The Enemy In The Corner
December 2, 2011
In the last 72 hours, 5 different Facebook contacts have written of the death of one of their close friends or loved ones. In each case the friend or loved one was a believer. Death is an insidious enemy, lurking in the corner and reaching out with an icy finger to touch our lives on an increasingly frequent basis as we grow older. One day, it will reach out and claim each of us, apart from the return of the Lord Jesus to claim His own.
Culturally in this country, our attitude toward death is one of denial; we’d just as soon not talk about it. When we must talk about it we are inclined to avoid the word and use terms such as “passed away” or even just the word “passed”.
I read recently that the vast majority of Americans fail to plan for their death in matters such as life insurance, wills, estate planning and other related matters.
Oddly, though, at the same time we have a national propensity for creating folk heroes of those who are dead. Their images appear on our money, our postage stamps, in our toy stores and in all forms of our media. In some sense, they “live on forever.”
The Scripture says, “it is appointed unto man once to die, and then the judgment”. That statement from Hebrews 9.27 is filled with tones of certainty, finality, inevitability … We may try to ignore it, deny it and avoid its reality but, we know it intuitively. Experience confirms it.
Over long years of ministry as a Pastor, I had the opportunity to see first-hand and close up how different individuals faced death … that of friends and loved ones … and their own as well. I’ve seen everything from un-controlled hysteria, detached stoicism, riotous celebration, and drunken defiance to calm and confident assurance.

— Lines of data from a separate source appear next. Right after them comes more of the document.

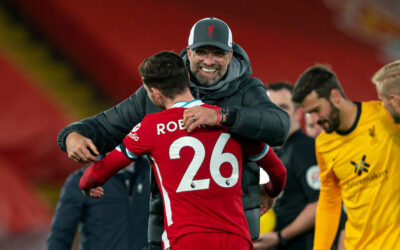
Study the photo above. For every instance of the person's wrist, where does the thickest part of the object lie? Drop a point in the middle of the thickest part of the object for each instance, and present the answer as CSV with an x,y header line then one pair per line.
x,y
281,240
228,116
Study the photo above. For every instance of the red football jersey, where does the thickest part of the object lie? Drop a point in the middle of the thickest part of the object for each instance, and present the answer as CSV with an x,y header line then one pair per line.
x,y
198,173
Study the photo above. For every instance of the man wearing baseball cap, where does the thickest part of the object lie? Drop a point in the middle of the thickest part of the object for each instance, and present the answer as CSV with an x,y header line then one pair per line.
x,y
220,74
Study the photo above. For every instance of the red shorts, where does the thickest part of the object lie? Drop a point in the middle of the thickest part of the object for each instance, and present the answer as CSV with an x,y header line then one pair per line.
x,y
211,240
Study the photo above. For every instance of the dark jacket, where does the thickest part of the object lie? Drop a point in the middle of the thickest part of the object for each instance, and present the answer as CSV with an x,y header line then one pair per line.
x,y
251,115
117,221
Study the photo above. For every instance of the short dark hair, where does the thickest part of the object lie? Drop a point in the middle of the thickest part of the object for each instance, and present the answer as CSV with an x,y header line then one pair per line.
x,y
165,71
319,78
276,86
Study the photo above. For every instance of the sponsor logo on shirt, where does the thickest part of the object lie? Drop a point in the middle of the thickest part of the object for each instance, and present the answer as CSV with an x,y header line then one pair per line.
x,y
369,178
372,134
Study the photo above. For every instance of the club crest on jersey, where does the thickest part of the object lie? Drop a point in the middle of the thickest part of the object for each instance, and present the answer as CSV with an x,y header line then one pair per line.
x,y
360,167
136,128
133,133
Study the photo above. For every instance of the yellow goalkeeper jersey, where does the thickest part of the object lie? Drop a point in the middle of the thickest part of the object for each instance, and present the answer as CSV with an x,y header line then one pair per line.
x,y
362,167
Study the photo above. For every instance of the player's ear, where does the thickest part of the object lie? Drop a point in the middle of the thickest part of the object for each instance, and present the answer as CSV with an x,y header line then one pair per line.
x,y
156,92
335,97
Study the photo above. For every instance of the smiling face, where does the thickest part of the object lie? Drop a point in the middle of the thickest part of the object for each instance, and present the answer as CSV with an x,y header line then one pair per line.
x,y
209,64
327,114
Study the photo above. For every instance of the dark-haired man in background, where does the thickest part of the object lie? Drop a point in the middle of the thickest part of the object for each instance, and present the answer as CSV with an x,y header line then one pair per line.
x,y
295,208
358,158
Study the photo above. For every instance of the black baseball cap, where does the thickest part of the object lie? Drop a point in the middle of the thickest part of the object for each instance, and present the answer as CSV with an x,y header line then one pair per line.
x,y
210,31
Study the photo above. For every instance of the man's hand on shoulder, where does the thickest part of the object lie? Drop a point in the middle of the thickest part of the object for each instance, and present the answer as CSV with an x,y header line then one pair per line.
x,y
96,192
199,116
80,149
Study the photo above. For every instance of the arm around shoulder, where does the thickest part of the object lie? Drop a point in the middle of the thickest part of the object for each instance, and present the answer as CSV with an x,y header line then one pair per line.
x,y
266,121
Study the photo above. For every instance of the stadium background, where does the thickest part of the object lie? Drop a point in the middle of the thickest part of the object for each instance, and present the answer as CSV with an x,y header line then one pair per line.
x,y
64,60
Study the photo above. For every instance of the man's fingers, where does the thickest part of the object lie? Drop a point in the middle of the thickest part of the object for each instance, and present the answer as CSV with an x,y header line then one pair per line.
x,y
92,147
194,125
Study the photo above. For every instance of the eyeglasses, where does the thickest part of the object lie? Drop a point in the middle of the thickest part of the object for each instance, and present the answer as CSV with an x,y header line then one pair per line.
x,y
218,55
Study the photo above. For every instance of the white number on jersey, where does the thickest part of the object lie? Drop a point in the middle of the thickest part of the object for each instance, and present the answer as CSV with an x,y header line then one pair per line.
x,y
217,159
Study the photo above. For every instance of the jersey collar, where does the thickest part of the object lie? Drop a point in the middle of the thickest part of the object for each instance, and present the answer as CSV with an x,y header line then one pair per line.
x,y
190,104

My ambition (and yours as well, I hope) is to let the words of Frances Havergal frame my perspective on death:
“From Glory unto Glory!” Our faith hath seen the King. We own His matchless beauty, adoringly we sing; But He hath more to show us! O thought of untold bliss! And on we press rejoicing in blessèd hope to this:— To marvelous outpourings of ‘treasures new and old,’ To largess of His bounty, paid in the King’s own gold, To glorious expansion of mysteries of grace, To radiant unveilings of brightness from His face.